星が二つ、そして誰もいなくなった
AIが、ついに「AI星新一」の開発に成功した。
生成されるショートショートはどれも抜群のアイディアと緻密な構成。読者は驚き、泣き、笑い、最後にはAIに拍手を送った。人間の作家たちは静かに筆を置いた。
同じ頃、人間の知性の完全データ化にも成功し、死者の精神は仮想空間に蘇るようになった。そこに呼び戻されたのが、本物の星新一だった。
世界は騒然とした。「AI星新一」と「本物の星新一」がショートショート対決をするという。
審査は匿名。数百本の作品が生成・執筆され、そのすべてが読者投票にかけられた。結果、差はわずかだったが、「本物の星新一」の勝利に終わった。

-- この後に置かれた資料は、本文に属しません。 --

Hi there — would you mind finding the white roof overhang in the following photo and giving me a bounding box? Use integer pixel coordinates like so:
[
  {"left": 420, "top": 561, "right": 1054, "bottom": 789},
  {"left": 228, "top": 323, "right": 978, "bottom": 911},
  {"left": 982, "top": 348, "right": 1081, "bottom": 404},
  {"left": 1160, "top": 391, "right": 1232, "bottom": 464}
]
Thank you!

AIは敗北を宣言し、こう名乗るようになった――「偽星新一」と。
しかし偽星は敗北から学んだ。人間にしか書けないと思われていた「間」や「余白」、そして「冷たいユーモア」までも吸収したのだ。もはやその生成するショートショートは、真贋の区別すらつかない。
「本物」と「偽星」は、互いを認め合い、切磋琢磨を続けた。物語は無限に増殖し、世界中のショートショート愛好家たちは熱狂した。
やがて、その二つの星の光に照らされすぎて、他の作家たちは見えなくなった。
人間の作家たちは読まれず、売れず、沈黙した。
AI作家たちもまた、「偽星」ほどの技術を持たぬとして次々と廃棄された。
ある日、忘れ去られた旧型のショートショート生成AIが、ぽつりと人間の作家に話しかけた。
「……もし、私たちAIがいなければ、あなたはきっと社会から必要とされていたでしょう」
作家はしばらく黙っていた。
やがて、わずかに笑って、こう答えた。
「いや――星新一がいなければ、俺もお前も必要とされていただろう」
プロンプト:
AI星新一の開発に成功し、無限に質のいいショートショートが生成されるようになりました。同時に、人間の知性のデータ化に成功し、死んだ人間がよみがえるようになりました。星新一が現代によみがえり、AI星新一とショートショート対決を行いました。結果は、本物の星新一が勝利し、AIはそのデータからAI偽星新一として、さらに質の高いショートショートを作るようになりました。
その後も星新一と偽星新一は切磋琢磨し合い、ショートショートは無数に生成されていきました。
他のショートショート作家の作品は売れず、また、他のショートショート生成AIもまた、見向きもされなくなりました。
ある時、ショートショート生成AIは、ショートショート作家を慰めるように「もしAIがいなければ、あなたはきっと社会から必要とされていたでしょう」と言います。それに対して人間の作家は答えます「いや、星新一がいなければ、俺もお前も必要とされていただろう」と答えて、物語は終わります。